@
youssefbasha
You have never seen Debian before? Or just Debian 9 or Debian 9.4? Debian Stretch rings some bells for you? Look at this
page. Debian 9.4 is simply a subversion of Debian "Stretch" 9. Usually subversions are released when the Debian developers release a lot of new updates and bugfixes at once instead in droplets over a period of time. CentOS project does exactly the same (current CentOS 7 subversion is 7.6 build 1810). Many other Linux distributions do the same. Absolutely nothing special.
If you have never seen Debian... Well, time you start looking into it. Many Linux distribution are based on Debian (including Ubuntu which has added many many many customization and packages).
If you have not seen Debian 9 before you probably don't bother much with being up to date and things like support and security. Well, that's not something I will look at and say it is good but that's up to you. I have seen people STILL using Debian 5 when Debian 8 was released.
Regard what @
Kururin said:
1. A part of this updates without rebooting is actually thanks to the Linux kernel. With version 4.0 of the Linux kernel the "no reboot kernel patching" feature was introduced. It allows updates of the Linux kernel, Kernel firmware and all other Kernel components without having to reboot the server afterwards.
Reference.
All Linux distributions benefit from this Kernel feature. With more and more Kernel version updates the feature has been improved and extended. Debian 9 runs a 4.X Kernel and therefore supports this kind of updates. Debian 8 is unfortunately running Kernel 3.X and needs reboots when updating the Kernel and its components.
2. A way to achieve the automatic mentioned updates on Debian is a feature called "Unattended Upgrades". This feature maintains the goal of keeping your OS up to date automatically in the background. Since Debian 9 this feature is a default. Older versions need manual installation and configuration before it can be used.
See
here for more information and a guide.
It's a great feature and I use it on some servers that run simple tasks and where I don't have to bother with updating things by myself daily/weekly or monthly.

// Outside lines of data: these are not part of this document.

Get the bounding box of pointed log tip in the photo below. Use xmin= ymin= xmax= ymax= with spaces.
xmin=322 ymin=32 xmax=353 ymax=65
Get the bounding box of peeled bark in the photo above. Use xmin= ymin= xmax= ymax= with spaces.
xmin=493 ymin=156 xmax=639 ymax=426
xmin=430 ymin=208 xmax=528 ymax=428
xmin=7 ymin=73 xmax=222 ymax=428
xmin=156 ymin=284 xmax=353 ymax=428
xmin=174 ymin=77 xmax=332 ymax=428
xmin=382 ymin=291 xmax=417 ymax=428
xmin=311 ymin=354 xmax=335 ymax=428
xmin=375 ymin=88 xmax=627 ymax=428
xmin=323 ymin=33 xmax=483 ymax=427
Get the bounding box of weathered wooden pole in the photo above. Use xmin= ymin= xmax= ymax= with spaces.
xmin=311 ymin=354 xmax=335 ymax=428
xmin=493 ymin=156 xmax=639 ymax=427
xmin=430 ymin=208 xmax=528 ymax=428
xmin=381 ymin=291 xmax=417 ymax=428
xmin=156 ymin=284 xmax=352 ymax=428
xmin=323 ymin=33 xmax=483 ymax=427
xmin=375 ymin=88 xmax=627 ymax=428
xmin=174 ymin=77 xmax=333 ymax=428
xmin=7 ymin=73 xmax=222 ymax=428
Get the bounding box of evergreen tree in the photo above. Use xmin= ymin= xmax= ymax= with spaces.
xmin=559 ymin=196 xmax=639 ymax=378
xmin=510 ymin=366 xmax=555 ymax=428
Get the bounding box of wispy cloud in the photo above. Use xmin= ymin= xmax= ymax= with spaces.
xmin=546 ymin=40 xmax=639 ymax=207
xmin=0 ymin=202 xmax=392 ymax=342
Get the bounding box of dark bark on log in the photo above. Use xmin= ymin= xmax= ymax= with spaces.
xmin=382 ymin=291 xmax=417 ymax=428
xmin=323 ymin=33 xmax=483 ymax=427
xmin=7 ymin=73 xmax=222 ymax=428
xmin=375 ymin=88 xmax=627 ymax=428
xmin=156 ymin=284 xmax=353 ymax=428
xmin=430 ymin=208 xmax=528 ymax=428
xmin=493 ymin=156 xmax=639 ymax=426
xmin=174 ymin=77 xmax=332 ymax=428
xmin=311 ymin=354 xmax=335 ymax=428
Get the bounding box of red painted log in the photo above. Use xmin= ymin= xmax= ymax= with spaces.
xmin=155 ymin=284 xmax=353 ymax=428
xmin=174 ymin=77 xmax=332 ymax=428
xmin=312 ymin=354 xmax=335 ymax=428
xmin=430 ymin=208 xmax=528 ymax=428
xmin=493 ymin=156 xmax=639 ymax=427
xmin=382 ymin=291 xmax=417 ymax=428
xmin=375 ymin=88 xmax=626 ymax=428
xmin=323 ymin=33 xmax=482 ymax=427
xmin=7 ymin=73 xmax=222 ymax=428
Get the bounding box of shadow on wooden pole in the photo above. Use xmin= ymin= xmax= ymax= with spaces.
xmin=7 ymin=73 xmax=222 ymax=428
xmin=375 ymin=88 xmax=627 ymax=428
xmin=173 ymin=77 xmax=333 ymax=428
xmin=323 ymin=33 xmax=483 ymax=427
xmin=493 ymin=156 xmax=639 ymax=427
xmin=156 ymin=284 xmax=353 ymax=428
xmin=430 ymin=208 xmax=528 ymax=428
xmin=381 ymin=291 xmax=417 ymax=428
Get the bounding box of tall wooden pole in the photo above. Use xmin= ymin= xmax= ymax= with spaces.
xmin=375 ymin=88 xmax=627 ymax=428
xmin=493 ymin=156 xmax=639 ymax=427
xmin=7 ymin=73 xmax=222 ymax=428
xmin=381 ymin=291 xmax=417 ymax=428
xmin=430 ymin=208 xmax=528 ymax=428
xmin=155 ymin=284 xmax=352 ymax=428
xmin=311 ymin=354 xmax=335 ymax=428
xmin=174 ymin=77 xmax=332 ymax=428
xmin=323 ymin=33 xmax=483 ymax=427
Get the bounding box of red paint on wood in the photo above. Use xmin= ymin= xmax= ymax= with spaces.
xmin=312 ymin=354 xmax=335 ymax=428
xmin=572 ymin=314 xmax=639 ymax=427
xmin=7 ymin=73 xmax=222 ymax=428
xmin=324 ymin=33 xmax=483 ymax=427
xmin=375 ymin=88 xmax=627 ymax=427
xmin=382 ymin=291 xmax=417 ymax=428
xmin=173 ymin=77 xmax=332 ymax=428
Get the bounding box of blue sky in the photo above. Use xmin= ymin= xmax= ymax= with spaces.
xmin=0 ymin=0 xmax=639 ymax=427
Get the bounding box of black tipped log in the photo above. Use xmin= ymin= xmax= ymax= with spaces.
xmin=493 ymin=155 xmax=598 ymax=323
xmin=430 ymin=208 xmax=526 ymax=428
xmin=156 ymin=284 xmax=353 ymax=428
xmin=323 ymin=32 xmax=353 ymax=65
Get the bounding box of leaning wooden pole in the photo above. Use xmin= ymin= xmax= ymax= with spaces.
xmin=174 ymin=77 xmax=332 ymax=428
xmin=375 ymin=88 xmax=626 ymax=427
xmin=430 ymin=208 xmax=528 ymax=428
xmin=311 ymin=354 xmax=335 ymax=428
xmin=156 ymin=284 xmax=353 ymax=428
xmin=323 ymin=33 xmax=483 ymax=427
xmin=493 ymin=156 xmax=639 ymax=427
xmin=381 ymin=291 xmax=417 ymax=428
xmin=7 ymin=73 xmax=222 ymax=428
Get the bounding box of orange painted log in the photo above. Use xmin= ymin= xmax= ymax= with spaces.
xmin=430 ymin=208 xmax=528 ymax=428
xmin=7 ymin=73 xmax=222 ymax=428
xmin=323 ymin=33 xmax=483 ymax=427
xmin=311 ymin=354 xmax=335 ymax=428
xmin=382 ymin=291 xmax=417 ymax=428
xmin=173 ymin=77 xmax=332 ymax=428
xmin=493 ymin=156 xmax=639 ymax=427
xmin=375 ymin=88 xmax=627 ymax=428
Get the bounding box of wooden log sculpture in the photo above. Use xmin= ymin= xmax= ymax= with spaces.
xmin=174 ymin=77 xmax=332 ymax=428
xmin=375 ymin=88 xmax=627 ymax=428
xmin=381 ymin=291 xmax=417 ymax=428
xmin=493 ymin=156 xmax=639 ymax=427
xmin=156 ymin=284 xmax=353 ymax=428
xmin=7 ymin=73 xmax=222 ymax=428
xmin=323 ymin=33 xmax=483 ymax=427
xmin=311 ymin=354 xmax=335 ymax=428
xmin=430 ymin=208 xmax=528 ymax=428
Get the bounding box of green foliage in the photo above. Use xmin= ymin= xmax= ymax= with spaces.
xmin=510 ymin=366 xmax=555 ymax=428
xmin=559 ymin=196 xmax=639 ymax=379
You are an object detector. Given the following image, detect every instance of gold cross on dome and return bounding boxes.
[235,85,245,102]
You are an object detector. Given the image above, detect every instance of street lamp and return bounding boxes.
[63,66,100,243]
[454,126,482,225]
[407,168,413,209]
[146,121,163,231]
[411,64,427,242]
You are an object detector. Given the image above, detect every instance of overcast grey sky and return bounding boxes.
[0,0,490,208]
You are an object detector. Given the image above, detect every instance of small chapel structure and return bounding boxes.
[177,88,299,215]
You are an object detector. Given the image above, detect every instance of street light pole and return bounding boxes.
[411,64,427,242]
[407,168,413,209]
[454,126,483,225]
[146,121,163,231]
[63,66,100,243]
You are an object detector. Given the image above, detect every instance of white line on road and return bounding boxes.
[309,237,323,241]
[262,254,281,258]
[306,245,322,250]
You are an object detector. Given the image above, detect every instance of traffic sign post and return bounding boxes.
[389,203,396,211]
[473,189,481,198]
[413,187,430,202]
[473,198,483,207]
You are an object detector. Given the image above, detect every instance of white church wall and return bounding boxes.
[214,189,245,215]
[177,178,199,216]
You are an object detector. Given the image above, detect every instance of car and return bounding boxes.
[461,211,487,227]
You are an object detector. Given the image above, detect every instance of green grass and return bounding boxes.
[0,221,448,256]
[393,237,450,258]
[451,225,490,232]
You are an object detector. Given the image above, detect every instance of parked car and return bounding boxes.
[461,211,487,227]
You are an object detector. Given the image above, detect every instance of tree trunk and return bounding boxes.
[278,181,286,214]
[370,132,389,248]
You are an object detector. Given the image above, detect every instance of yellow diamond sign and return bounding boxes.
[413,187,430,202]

One should always be careful though! It happens to everyone that broken updates are released and when unattended upgrades installs these on your OS... Well, it can break down and you won't have a solution until the OS developers publish a method or fix update. While if you would have updated it manually later you might have simply missed the broken update and already got the proper one because you waited longer.